It is well known that Lithium-ion batteries are harmful to the environment.
Lithium is the lightest metal on earth, and it’s used in all kinds of batteries but is expensive to mine, so recycling old batteries can help keep costs down
Recycling batteries offer a way to help cut back on mining and boost one of the main problems tarnishing the green image of Electric Vehicles (EVs).
However, while EV battery recycling is beginning to take off, getting manufacturers to use recycled materials is difficult because the impression is that recycled material is not as good as new material.
A new study from the US Advanced Battery Consortium (USABC) published in the journal Joule shows batteries with recycled cathodes can be even better than those using new materials.
The team study was based around batteries using recycled NMC111 cathodes ( nickel, manganese, and cobalt ). These are the most common type of cathodes in commercial use.
The cathodes were created using a patented recycling technique that involves shredding batteries and removing the steel cases, aluminium and copper wires, plastics, and pouch materials for recycling.
The remaining battery mass is then dissolved in solvents, and impurities filtered out. This left the team with nickel, manganese and cobalt which they then were able to mix to the correct ratios to make cathode powders.

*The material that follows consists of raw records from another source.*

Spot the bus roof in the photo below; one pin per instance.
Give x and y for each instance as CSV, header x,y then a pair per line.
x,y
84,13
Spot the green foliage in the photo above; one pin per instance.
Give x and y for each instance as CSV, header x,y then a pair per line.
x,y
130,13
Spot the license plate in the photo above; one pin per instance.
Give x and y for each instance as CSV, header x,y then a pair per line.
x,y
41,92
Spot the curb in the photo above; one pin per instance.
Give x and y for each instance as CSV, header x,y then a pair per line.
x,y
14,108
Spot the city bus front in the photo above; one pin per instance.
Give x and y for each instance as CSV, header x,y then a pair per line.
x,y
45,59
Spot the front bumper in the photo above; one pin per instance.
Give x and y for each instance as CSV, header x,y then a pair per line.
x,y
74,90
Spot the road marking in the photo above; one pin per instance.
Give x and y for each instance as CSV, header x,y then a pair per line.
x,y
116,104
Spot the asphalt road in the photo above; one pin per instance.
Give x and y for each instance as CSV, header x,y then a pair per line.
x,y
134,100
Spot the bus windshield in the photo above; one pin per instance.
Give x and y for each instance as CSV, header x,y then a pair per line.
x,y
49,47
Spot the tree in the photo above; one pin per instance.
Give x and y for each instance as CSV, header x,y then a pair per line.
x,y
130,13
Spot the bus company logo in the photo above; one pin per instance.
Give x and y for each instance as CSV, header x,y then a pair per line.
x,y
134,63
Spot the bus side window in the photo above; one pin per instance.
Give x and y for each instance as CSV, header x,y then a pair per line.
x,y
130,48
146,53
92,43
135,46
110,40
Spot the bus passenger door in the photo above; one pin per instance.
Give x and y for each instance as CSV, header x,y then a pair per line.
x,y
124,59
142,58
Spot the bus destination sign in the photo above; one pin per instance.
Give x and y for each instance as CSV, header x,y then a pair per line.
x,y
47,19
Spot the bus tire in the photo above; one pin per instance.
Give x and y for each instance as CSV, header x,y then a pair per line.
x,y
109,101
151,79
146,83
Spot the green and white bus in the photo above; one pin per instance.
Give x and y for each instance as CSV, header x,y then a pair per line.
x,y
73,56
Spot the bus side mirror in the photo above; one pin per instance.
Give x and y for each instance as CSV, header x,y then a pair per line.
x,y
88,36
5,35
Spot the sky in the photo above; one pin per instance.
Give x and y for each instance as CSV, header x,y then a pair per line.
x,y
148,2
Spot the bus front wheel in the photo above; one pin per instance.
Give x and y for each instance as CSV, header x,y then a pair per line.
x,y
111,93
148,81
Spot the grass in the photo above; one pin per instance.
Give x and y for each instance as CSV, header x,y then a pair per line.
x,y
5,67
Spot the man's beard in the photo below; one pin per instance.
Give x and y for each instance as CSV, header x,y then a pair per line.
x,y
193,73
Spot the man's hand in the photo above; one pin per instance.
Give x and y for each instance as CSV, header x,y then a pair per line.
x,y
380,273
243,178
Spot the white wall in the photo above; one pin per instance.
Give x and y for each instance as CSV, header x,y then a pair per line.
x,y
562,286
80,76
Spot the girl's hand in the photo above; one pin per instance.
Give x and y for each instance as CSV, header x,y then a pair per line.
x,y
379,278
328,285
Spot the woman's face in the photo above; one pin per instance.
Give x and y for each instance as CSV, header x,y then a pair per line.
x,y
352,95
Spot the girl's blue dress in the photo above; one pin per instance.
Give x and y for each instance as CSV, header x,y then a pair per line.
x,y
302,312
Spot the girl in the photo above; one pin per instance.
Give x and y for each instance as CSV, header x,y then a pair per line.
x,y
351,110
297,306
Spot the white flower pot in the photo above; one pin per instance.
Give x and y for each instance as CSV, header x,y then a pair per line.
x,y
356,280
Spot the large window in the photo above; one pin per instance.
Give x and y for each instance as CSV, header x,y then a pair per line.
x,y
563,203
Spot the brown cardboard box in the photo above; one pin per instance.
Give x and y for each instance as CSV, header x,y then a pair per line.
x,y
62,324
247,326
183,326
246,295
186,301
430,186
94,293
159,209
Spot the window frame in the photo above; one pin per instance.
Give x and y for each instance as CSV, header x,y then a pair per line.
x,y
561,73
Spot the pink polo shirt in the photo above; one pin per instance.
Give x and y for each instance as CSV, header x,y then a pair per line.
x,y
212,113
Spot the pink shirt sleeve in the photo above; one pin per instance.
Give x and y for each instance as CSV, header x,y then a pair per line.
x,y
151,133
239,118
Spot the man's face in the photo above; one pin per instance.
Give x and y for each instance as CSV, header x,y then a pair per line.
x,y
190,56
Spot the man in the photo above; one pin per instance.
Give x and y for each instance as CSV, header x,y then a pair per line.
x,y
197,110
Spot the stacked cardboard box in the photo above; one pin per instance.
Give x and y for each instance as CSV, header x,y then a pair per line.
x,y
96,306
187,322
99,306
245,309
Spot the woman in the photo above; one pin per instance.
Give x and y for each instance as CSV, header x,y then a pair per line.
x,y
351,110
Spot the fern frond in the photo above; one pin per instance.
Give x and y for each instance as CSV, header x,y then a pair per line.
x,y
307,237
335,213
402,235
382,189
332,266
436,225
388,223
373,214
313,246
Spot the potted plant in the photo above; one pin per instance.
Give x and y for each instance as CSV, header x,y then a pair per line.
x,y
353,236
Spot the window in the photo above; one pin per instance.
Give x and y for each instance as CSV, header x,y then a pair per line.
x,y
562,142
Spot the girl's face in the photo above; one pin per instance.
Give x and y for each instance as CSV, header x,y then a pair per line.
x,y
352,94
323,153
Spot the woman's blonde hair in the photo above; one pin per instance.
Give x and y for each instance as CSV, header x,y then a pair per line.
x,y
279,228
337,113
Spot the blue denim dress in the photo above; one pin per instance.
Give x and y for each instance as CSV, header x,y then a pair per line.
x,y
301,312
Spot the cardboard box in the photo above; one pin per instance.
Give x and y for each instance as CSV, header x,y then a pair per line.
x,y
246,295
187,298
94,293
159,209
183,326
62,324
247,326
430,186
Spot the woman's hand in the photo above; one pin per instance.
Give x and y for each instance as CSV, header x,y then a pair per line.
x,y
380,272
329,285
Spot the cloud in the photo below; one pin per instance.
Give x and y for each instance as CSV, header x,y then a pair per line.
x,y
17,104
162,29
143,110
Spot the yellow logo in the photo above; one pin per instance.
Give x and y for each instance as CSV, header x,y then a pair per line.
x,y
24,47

The study found that the recycled material showed a more porous microscopic structure that is better for lithium ions to slip in and out of.
The real-world effect of this was that the batteries had an energy density similar to those made with commercial cathodes, but had a 53% longer cycle life.
The team have commercialised the process and area already selling their recycled materials to battery manufacturers at a small scale.
The next step will be the creation of a commercial plant to process 10,000 tons of batteries next year.
Published as ‘Recycled cathode materials enabled superior performance for lithium-ion batteries‘ in Joule.